New Porirua wetland to clean and manage stormwater
An artist’s impression of the wetland in Porirua CBD when completed: a sustainable, environmentally sensitive and cost effective stormwater management project that also connects the community to a green space.
Alannah is an intermediate level water engineer at GHD. She has enjoyed contributing to a wide range of projects, from three waters renewals, to water and wastewater treatment projects. She is passionate about equitable access to clean drinking water and sanitation, and reducing the environmental impact of the three waters services.
By Alannah Clark, Water Engineer, GHD
In May 2015, Porirua experienced a 1-in-100-year storm event. At the peak of the storm, 33.6 mm of rain fell in 30 minutes, causing millions of dollars in flood related damage and disrupting the lives of residents and business owners in the region. While the 2015 flood was severe it was, unfortunately, not the only flood in recent history. Parts of this catchment are regularly inundated, and the flooding is expected to get worse in coming years as a consequence of climate change and continued urban development.
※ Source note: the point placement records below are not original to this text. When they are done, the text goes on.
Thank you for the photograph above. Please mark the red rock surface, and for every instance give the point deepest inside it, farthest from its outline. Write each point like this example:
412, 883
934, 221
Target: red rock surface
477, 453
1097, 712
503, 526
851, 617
Flooding is not the only challenge in this catchment. Every time it rains, contaminants are washed off the road, industrial sites and homes. These pollutants make their way into the stormwater network and out into Te Awarua-o-Porirua Harbour to negatively impact its health and the health of those who interact with it. The harbour is the largest tidal estuary in the lower North Island and is of fundamental ecological, cultural and economic importance for the region. Improving the harbour’s health is a major driver for Porirua City Council (PCC), and is one of four long-term priorities shaping Council expenditure over the next 10-20 years.
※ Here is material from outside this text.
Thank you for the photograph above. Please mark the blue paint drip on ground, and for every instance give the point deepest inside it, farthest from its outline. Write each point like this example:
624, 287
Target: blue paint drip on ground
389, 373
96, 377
An overview of the Awarua wetland being constructed in Elsdon Park, Porirua. It will combine water sensitive urban design with large scale traditional infrastructure to greatly improve stormwater management.
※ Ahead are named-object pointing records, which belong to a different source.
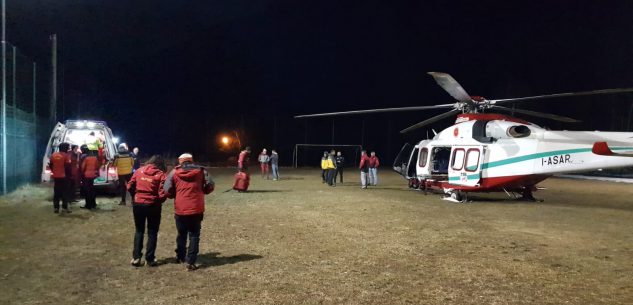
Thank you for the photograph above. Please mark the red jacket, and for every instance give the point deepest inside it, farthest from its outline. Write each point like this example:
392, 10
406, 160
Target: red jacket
90, 167
374, 162
187, 184
60, 165
148, 184
364, 163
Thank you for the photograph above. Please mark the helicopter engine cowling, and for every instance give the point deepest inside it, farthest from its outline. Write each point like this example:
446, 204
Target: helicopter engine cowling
505, 129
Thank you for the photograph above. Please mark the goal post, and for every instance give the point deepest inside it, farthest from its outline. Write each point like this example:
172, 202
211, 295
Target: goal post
314, 152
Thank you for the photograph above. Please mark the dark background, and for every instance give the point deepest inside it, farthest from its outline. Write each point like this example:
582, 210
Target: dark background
170, 76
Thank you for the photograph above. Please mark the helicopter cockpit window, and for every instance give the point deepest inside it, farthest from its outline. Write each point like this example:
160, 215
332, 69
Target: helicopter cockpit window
472, 160
424, 154
439, 160
458, 159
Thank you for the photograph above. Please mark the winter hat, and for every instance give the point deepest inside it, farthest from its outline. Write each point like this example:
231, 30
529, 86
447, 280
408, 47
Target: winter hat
184, 158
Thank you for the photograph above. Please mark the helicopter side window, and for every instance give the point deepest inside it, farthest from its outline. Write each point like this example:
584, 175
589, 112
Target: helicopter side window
424, 154
439, 160
458, 159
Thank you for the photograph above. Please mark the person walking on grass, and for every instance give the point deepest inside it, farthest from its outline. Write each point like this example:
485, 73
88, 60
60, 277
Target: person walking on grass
61, 171
124, 164
374, 163
89, 170
364, 169
187, 184
340, 163
147, 184
274, 164
331, 168
263, 163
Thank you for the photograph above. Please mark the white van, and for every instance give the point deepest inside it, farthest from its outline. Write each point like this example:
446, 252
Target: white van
77, 132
GHD Ltd and Morphum Environmental Ltd were engaged by Wellington Water in 2017 to deliver the PCC Central Stormwater Upgrades project. This is a suite of works aimed at improving stormwater outcomes in Porirua. The first stage of this project focuses on stormwater infrastructure in Takapuwahia and Porirua CBD catchments. The surrounding catchments will be addressed in later stages of the project.
Using knowledge of the existing stormwater network, site constraints, known flooding issues, and Wellington Water stormwater modelling outputs, GHD and Morphum developed a plan to provide additional flood resilience for Porirua CBD and stormwater treatment for the Semple Street outfall. The upgrades included the construction of a new wetland area, a high capacity wetland bypass pipeline, and flood barriers to protect properties on Ngatitoa Street and Porirua School. The upgrades combine water sensitive urban design practices through the new wetland, with large scale traditional civil infrastructure. This provides a holistic stormwater management solution to reduce the risk of flooding, reduce contaminant loading, and provide an asset of value to the community.
The wetland will catch the first flush of stormwater events, which carry high levels of contaminants, particularly in run-off from roads. This by-pass main, due to be completed in March 2021, will divert remaining high volume flows away from the wetland to protect it from damage and potentially overflowing.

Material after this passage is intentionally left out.